I think we’re speaking from two completely different perspectives.
From a developer’s point of view, the answer is: “Yes, this is possible, RadioBOSS can do it.”
From the day-to-day reality of running a radio station, the answer becomes: “Yes, RadioBOSS can do it, but the workflow is so complex that it’s close to unusable in everyday operation.”
When I say that in practice this means 77 presets → 77 lines/definitions inside one event (or spread across multiple events), the response is essentially “RadioBOSS can handle that.”
My point is: RadioBOSS may handle it, but the operator still has to maintain it. With larger setups, this quickly becomes fragile and error-prone.
You suggested using Create Multiple Playlists. Yes, that is technically possible, but the workflow then becomes:
- first, create and maintain all presets
- then use “Create Multiple Playlists”, which still requires explicitly selecting each preset and manually assigning an output name for every generated playlist
- then create an event that generates a large number of M3U files
- and only after that create additional events to load and start those generated playlists
For something that used to be straightforward, this is a significant increase in complexity and maintenance.
You also mentioned that these changes were needed to ensure precise timing.
However, users who needed that level of precision already had it before by using “Save generated playlist to a file.”
Users who didn’t need that level of precision could simply use the Generate preset workflow.
Now the simpler option is gone, and everyone is forced into the more complex “generate-to-file” approach.
So this doesn’t really add precision — precision already existed — it removes choice and pushes everyday operation into a much more complicated and messy process.
Dayparting itself is a nice feature, but in this model it effectively requires working with timestamped M3U files. In real-world radio operation, this becomes impractical very quickly.
For a weekly schedule, we’re talking about 7 × 24 = 168 time slots.
With time-based playlist files, you end up with folders full of M3Us, and there is no clear or reliable way to verify at a glance that every hour is actually covered and nothing is missing.
Your suggestion to split this into 7 folders (one per day, 24 playlists each) doesn’t really solve the problem — it just spreads the same complexity across multiple folders.
It still doesn’t provide a clear overview of coverage and makes it easy to miss a missing hour or a misconfigured event.
I’d also like to clarify that UI cosmetics (icons, emojis in tabs, nicer clocks, visual tweaks) are not what I’m looking for.
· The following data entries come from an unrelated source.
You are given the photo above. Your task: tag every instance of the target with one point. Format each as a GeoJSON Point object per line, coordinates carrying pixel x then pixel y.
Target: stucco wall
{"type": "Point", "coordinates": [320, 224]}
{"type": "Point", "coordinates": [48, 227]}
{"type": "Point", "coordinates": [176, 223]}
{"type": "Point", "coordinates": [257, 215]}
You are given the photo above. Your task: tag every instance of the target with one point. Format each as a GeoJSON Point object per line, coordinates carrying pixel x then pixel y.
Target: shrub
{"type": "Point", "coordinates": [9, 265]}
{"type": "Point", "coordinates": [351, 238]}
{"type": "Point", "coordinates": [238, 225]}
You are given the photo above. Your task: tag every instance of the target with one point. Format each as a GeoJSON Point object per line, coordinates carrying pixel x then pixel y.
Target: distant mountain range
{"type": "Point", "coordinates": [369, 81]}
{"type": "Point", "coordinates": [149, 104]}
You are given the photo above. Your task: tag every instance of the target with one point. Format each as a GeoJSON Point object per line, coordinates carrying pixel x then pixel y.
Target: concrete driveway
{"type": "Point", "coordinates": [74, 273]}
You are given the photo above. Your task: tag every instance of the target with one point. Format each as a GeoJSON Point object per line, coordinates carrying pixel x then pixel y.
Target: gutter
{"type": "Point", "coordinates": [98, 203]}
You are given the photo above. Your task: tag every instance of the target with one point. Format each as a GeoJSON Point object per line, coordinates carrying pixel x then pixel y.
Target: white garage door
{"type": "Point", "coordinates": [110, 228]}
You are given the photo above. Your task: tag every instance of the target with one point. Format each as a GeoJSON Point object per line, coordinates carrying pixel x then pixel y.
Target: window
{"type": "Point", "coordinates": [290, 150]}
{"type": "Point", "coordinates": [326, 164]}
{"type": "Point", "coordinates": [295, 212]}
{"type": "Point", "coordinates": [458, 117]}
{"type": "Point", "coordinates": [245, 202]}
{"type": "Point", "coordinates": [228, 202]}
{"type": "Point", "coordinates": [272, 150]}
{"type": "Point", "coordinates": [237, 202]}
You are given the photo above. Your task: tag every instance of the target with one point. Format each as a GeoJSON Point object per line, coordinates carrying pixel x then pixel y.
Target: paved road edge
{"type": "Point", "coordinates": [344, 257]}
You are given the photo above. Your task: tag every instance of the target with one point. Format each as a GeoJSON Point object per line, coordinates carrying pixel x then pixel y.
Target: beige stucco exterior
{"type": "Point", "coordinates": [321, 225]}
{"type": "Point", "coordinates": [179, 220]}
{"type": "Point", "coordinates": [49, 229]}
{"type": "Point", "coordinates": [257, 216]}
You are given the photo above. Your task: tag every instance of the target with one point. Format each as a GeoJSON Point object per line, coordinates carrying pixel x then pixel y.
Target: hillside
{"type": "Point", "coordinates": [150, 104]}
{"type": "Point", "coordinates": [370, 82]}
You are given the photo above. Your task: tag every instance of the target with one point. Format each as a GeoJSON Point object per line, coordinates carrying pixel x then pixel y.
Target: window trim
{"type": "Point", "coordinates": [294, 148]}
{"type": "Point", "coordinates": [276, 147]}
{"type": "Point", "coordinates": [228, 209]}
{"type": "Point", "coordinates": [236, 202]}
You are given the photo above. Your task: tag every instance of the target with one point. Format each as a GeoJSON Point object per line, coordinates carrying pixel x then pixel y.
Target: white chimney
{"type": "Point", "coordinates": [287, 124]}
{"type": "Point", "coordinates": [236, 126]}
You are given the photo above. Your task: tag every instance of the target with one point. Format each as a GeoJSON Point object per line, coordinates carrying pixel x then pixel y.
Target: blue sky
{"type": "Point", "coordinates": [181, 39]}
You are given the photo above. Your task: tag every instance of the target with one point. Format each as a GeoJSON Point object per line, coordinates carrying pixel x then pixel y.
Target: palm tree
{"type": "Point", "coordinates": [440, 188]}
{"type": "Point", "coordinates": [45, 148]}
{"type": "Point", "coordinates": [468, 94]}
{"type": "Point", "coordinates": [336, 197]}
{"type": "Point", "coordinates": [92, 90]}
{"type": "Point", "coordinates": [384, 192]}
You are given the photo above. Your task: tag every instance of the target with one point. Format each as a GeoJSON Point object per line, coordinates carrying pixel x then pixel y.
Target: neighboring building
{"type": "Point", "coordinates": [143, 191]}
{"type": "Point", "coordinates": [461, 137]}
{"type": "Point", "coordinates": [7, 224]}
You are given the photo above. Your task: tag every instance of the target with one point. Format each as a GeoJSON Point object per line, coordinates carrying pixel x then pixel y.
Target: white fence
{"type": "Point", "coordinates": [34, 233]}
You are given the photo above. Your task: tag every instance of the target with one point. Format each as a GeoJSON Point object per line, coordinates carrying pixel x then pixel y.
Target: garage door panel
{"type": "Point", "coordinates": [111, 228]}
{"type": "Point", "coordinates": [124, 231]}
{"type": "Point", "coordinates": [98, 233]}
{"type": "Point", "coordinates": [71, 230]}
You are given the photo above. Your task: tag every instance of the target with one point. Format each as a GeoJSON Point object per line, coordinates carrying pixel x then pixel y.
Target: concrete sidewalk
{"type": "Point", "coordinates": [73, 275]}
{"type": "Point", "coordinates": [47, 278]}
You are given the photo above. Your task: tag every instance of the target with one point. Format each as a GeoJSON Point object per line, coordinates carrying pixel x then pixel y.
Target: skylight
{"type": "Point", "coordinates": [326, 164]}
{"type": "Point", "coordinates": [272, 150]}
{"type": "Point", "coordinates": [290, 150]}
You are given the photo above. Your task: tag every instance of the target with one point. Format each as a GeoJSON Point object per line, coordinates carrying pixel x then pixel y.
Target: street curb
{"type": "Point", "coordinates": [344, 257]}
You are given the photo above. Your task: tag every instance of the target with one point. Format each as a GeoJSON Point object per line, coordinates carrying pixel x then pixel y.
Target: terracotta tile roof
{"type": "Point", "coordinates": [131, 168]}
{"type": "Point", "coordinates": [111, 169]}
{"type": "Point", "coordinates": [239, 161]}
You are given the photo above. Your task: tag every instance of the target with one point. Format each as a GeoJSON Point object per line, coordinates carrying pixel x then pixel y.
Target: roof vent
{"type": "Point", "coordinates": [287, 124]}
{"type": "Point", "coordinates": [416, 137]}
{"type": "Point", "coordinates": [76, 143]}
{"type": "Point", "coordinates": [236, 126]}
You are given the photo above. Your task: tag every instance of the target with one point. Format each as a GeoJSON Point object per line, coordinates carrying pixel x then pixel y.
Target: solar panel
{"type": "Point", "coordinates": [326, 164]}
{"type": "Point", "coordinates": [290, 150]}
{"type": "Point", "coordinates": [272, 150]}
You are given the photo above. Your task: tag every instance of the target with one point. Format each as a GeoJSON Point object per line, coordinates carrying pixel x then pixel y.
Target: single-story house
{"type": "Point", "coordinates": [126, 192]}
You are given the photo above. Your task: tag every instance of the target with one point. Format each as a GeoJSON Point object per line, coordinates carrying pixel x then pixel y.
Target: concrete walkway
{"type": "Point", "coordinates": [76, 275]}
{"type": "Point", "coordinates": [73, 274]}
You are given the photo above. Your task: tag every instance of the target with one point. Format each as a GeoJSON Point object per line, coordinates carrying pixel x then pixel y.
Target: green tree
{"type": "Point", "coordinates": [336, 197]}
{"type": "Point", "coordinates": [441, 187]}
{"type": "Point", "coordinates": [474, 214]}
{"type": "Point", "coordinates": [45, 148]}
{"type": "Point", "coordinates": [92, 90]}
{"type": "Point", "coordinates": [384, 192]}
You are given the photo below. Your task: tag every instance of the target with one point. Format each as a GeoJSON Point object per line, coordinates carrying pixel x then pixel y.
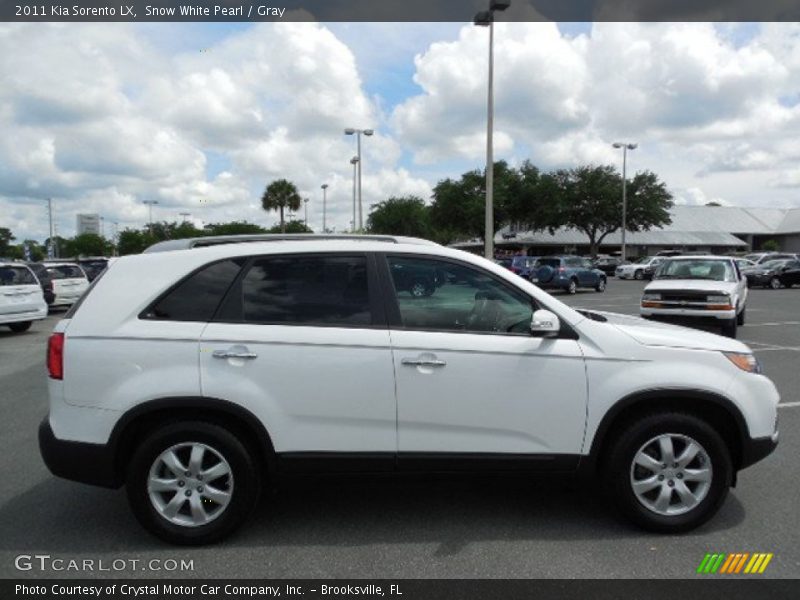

Nice to have, but...
What I need is a system that works reliably, is logical, easy to maintain, and easy to oversee in daily operation.
I need a playlist generator, dayparting, and rules like do not repeat (including for intros) that solve real programming problems without adding operational complexity.
At times, it gives me the impression that some changes are being pushed mainly to ship a new version with new features, rather than because the overall workflow is fully thought through and ready for real-world use.
From an operator’s perspective, parts of this feel unfinished rather than truly complete.
This approach may work for a small internet radio or a very simple 24 hour playlist, but for a normal, full-format radio station with structured programming, it’s simply not practical.